Ihre Bücher sind auch sehr politisch. Warum ist es Ihnen so wichtig, über Orte zu erzählen, wo Sie auch selber waren, zum Beispiel im Libanon, in Bosnien, auf Lesbos, und über die ganz schwierigen Themen, über die man in den heutigen Zeitungen liest?

Es ist gar nicht mein ernstes Anliegen, politisch zu schreiben, aber ich glaube, dass es gar nicht anders möglich ist, und dass Literatur dann politisch wird, wenn man sich mit unserer Gegenwart auseinandersetzt. Mich interessiert es, in den Romanen auch Missstände und Entwicklungen zu verarbeiten, die meine Gegenwart betreffen oder die derzeit in Europa wirken.
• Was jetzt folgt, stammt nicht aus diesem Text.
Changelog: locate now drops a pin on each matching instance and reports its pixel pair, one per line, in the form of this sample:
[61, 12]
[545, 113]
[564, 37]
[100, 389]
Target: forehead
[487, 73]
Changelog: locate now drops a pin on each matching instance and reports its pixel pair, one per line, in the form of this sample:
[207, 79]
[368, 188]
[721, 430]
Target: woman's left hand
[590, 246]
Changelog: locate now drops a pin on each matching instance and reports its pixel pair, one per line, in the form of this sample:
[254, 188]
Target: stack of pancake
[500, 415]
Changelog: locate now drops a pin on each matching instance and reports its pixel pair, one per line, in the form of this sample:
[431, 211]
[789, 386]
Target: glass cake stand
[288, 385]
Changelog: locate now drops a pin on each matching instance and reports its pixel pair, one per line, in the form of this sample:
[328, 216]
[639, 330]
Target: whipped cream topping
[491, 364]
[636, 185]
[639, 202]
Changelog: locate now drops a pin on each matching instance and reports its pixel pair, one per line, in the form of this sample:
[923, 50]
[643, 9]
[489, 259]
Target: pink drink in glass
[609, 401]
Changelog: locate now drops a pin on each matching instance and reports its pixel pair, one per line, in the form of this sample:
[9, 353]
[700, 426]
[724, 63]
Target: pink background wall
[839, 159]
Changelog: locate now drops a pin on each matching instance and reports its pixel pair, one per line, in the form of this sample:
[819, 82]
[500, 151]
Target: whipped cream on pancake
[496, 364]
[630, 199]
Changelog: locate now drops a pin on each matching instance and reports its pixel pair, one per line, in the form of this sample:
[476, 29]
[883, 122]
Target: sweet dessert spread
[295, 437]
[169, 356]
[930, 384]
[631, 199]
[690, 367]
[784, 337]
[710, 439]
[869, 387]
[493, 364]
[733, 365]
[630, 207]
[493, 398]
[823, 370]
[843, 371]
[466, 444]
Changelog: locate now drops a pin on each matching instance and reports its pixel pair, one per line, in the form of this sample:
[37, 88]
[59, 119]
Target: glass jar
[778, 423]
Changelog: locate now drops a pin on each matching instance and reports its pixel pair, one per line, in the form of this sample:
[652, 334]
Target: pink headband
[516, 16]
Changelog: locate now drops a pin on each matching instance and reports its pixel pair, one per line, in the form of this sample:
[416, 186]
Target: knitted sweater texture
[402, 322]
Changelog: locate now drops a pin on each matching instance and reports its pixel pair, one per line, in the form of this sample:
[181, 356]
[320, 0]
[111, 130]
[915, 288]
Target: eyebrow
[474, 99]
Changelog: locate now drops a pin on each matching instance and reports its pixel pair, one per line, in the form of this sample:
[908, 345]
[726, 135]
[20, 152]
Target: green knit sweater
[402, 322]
Wenn man sich damit beschäftigt, zum Beispiel mit Fluchtbewegungen, und wenn man sich dann anschaut, was eine Kampfsportszene ausmacht, was es für einen Hintergrund für Mechanismen und Motivationen gibt, dann wird ein Text politisch. Ich empfinde das positiv für gegenwärtige Literatur, dass sie auch politisch wirkt.

Für Ihr zuletzt erschienenes Buch, „Beirut im Sommer“ waren Sie auf Recherche mit einem Fotografen, fast wie ein Journalist. Ist es wichtig für Sie, dass Sie das Thema umarbeiten oder glauben Sie, dass das Leben dann doch die herzzereißenden Geschichten schreibt?

„Beirut im Sommer“ ist eine Reportage, kein Roman. Durch „Gemma Habibi“ haben sich die Kontakte zur syrischen und kurdischen Diaspora ergeben und dadurch wiederum haben sich die Kontakte im Libanon ergeben, da dachte ich, es wäre gut, zum einen den Roman zu haben, „Gemma Habibi“, zum anderen aber auch zu zeigen, was die Immigration, die Fluchtgeschichten betrifft, was es hier für reale Hintergründe gibt und das zu verbinden, ich meine den Roman mit der Reportage. Und ich weiß gar nicht, was ich sagen soll, ob die wahren Geschichten dann herzzereißender sind. Ich glaube, dass das Zusammenspiel sehr interessant ist, anzuschauen, was wirklich passiert und dann versuchen, diese Fülle an Schicksalen, Begegnungen und Erlebnissen in die Form eines Romans zu bringen, also im nächsten Schritt das in die Sprachkunst zu fügen.

Zum Schluss, welches waren Ihre Erwartungen an dem Publikum in Temeswar?

Einfach die Bereitschaft, sich mitreißen zu lassen. Es ist eine sehr energetische Performance, sie dauert auch nicht lange und ich glaube sie kann sehr ergreifen. Ich wünsche mir ein offenes, ein begeisterungsfähiges Publikum.